The Great Emergence
This book attracted a huge amount of attention when it was published in 2008. Its comments about the Church’s cycle of “great rummage sales” is still one of the most frequently quoted ideas I hear in conversations about church change. This idea appears in the very first pages of the book and seems to be an earworm of an idea for many readers. (The rummage sale idea actually came from the Rt Revd Mark Dyer, which Tickle is very clear about, but this book gets the credit more often than not.) So, for a book that dominated conversation 15 years ago, how do the ideas hold up?
Tickle does a great job of tracing, with very broad strokes, the development of the Church over the past 2,000 years. She points out the times of greatest turmoil and change, which do seem to come in roughly 500 year cycles. She offers several thoroughly modern models for thinking about this process of change and, in the last third of the book, applies these models to make some guesses at where our current period of Church change might take us.
One of the troubles when painting with broad strokes is that details sometimes get lost. There are several historical references in the book that either need more time or, in 2024, seem like glaring omissions. For example, Tickle refers to the influence of the printing press and the Reformations of the Early Modern era as the cause of the spread of Christianity around the world with unprecedented enthusiasm. No mention is offered of imperialism, colonial projects, and the role that the Church’s addiction to the power of empire played. Also curious is Tickle’s repeated observation that the Church is reshaping itself to contend with a postmodern world, but then using entirely modern forms of analysis and description to try and predict what will happen next. One must use the tools available and I have the benefit of 15 years of hindsight since the book’s publication, but this felt like an awkward approach as I was reading.
Much of the conversation about Emergent and Emerging church movements has fallen by the wayside in 2024. There are other books and articles which cover why and how that has happened.
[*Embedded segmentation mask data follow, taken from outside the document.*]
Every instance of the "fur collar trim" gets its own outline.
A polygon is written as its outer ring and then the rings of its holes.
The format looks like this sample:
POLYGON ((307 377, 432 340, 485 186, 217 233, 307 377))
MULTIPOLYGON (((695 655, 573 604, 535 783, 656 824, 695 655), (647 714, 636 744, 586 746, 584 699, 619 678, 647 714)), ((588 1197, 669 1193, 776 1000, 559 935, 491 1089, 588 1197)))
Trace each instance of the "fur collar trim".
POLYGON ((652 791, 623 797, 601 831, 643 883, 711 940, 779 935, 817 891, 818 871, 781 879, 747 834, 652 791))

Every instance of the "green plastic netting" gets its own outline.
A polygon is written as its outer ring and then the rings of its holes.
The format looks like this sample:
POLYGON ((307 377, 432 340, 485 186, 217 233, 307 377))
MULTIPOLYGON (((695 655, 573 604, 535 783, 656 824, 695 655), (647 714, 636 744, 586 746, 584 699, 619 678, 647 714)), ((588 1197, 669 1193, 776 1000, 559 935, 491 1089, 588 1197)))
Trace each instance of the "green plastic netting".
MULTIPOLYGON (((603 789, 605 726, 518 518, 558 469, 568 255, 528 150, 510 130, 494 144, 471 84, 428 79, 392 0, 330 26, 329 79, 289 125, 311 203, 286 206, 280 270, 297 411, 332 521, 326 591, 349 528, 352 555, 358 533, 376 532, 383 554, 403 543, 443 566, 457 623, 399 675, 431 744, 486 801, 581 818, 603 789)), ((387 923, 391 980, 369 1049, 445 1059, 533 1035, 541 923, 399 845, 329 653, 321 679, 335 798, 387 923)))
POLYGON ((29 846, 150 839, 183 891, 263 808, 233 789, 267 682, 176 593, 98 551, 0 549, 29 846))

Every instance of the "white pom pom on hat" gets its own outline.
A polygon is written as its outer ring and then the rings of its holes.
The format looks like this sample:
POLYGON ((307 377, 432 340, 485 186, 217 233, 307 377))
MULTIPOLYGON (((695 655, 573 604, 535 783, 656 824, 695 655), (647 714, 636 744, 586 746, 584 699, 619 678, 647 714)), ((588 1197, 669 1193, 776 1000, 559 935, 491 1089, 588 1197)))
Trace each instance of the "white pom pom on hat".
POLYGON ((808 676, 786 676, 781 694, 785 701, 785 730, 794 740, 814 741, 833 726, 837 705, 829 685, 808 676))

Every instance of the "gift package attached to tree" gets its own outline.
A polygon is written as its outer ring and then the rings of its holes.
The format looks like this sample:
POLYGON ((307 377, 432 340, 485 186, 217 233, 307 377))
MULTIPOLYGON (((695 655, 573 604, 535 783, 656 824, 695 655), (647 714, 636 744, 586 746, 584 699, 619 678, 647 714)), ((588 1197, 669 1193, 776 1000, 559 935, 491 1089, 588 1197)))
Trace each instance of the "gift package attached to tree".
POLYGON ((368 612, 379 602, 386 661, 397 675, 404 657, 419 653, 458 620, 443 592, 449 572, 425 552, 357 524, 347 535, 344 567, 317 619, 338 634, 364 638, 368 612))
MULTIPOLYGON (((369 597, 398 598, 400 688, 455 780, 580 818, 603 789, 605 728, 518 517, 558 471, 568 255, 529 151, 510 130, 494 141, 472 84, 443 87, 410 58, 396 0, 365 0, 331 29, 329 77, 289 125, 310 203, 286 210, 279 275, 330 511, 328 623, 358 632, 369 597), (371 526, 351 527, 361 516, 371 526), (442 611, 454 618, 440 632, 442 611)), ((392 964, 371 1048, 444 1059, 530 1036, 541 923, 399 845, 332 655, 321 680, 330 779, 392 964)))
The writing in The Great Emergence is accessible and introduces historical patterns in the Church and several important theological concepts. It’s a short book (about 165 pages) with plenty of questions for thought/discussion at the end and some suggested further reading. I think it could make a good introduction to the historic patterns of change in the Church and some of the broad differences between various groups of Christians. I would definitely recommend further reading on all of the topics introduced here to fill in some of the missing details. Though, I suppose I always recommend further reading on every subject, so that’s nothing new.
The Great Emergence is worth a look but is very much a product of its time and the front-burner ideas about Church in the early 2000s and needs to be read with those grains of salt ready to hand.